I still get excited before beginning any trip, but there's nothing like the excitement of being a young adult about to embark on an adventure. Ken still talks about his motorcycle trip to Arizona while in graduate school. Our friends have all at some time shared their early travel adventures. Today I'm remembering my trip to Austin, Texas.
The year was 1965 and our country was still in post-Sputnik shock because the Russians had dramatically shown us just how far behind we were in science, math, and foreign languages. The government reacted by passing "The National Defense Education Act" which made it possible for many teachers to attend summer institutes to upgrade their skills. For most teachers this meant spending six pleasant but uneventful weeks on a college campus. For me it was life changing.
I had been accepted as an undergraduate to a unique NDEA institute for pre-service Spanish teachers at the University of Texas. Little did I know that this big fish in my little college's pond was about to be a very tiny fish in a very diverse and much more advanced pond.
The early shocks were to be expected. As a commuter student at my college, dorm living was brand new. Meeting multi-cultural classmates and teachers from all over the country was both exciting and terrifying----they were all so much more fluent than I and had so much more experience in the Hispanic culture! I was younger and definitely less worldly than they. Speaking Spanish 24/7 was, to say the least, a challenge. Sometimes I got in the shower and cried while talking to myself in English because I was so frustrated. Not the least of the shocks was the temperature in Austin in the summer!
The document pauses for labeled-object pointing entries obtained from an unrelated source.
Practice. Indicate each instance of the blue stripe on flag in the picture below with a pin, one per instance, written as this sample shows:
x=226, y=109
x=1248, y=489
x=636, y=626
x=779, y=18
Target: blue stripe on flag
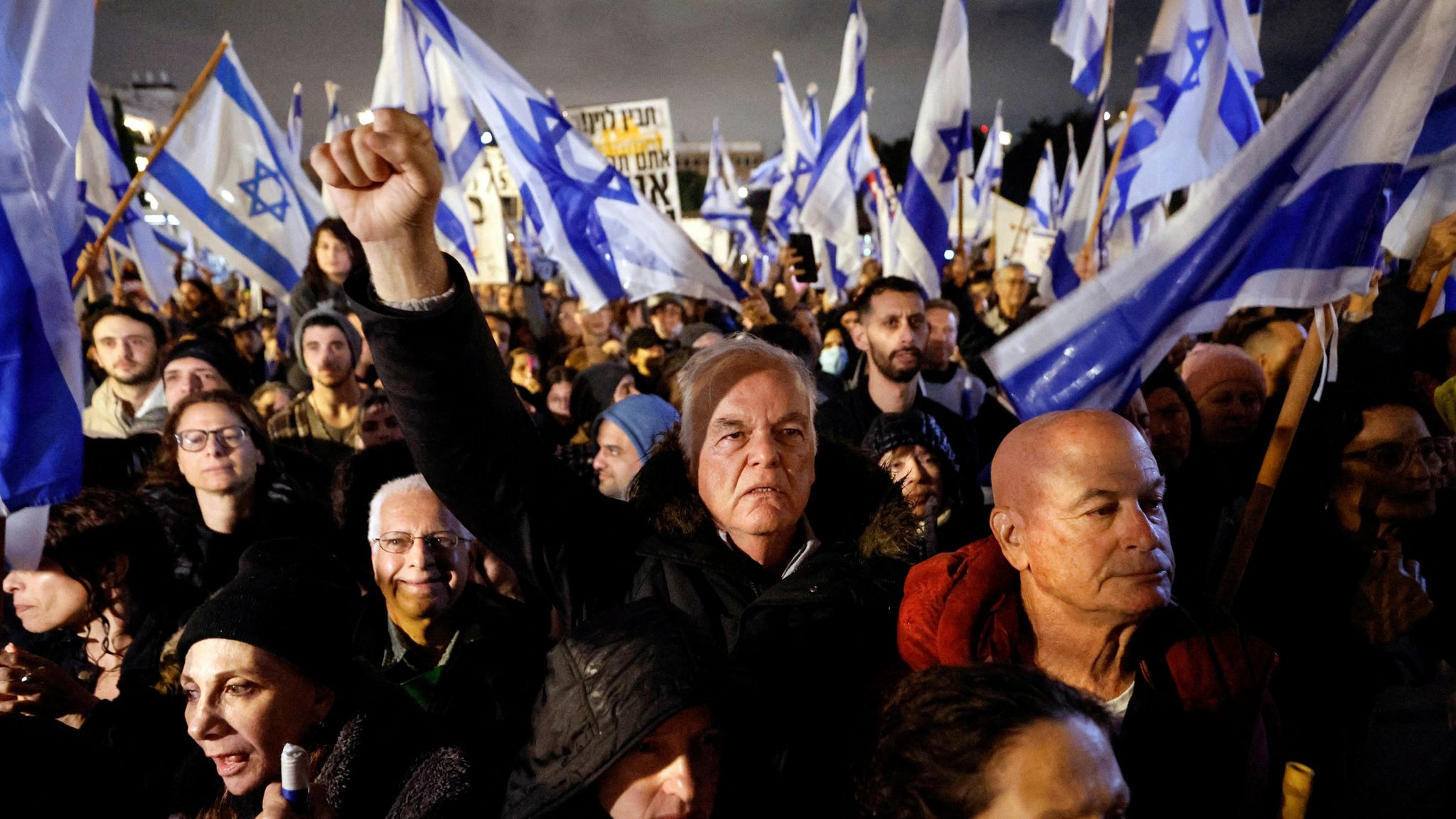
x=41, y=429
x=186, y=187
x=232, y=83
Slowly my comfort level increased. I realized I was learning language methodology from Dr. A. who had written the best-known book on the subject. I saw that methodology in action as I observed Sr. B. teaching 3-year-olds and 5-year-olds and watched Sr. W. teaching middle school and high school groups. I struggled with taped exercises in the language lab and by the end of the summer had the trilled "rr" down cold. Before that summer I wouldn't have known a fricative or a labial if I had tripped over one, but by the end of the summer I could talk intelligently about comparative linguistics . Evenings spent singing Mexican and Spanish folk songs were great fun and provided music resources that I still refer to. Best of all, I was no longer afraid to talk with the teachers and participants...24/7...en espaƱol.
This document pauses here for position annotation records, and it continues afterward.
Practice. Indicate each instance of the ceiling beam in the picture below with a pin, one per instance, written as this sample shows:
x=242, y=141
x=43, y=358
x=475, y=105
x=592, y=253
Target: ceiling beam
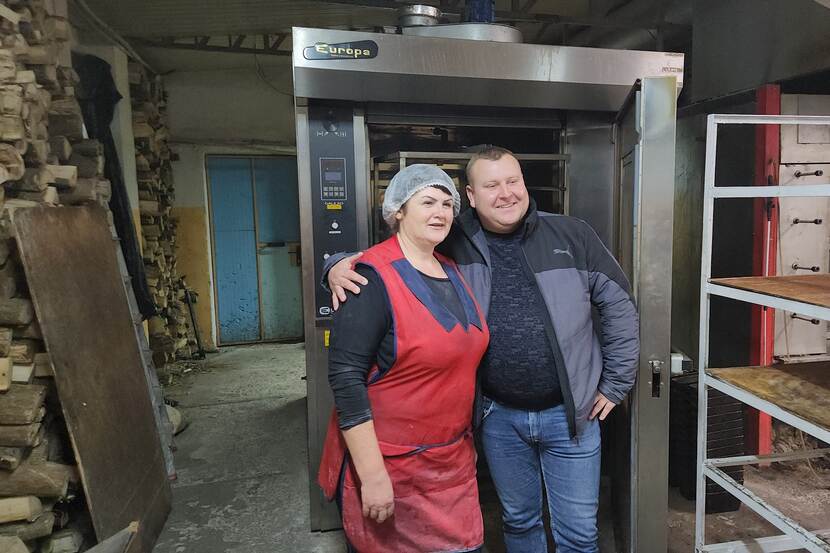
x=231, y=44
x=522, y=15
This past weekend I attended the annual Chicago area assembly of the Lutheran Church. The theme was "You Shall Be My Witnesses" and my weakness in the whole area of witnessing to what God has done in my life has been on my mind.
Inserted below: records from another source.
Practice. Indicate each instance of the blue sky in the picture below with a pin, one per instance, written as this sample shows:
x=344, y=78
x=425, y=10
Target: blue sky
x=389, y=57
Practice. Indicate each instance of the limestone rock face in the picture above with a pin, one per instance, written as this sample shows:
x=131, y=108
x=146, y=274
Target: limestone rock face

So here I witness to what God did in my life and how he used Sputnik, of all things, to direct me on a career path. In August 1965 I sure didn't know that the pleasure I got from watching little kids learn Spanish would push me towards my first job with 5th and 6th graders. I sure didn't know that the linguistic knowledge would later lead to writing a Spanish phonics book. Hidden to me was how the music and games and culture I learned that summer would become the foundation of my teaching and later the foundation of what I teach to teachers. Little did I know that the fluency developed that summer would enhance my life professionally and personally. Little did I know that the post institute trip to Mexico City would be the first of myriad visits to that country.
Little do we all know of how God is going to use events in our life but, when we look back on those adventures we might have been a bit afraid to start, we begin to understand what God's plan was.
Thanks for Sputnik and NDEA, God!
Thanks for music adventures for my younger son. Thanks for civil engineering adventures for my older son, ¡Vayan con Dios en sus aventuras, Kevin and David!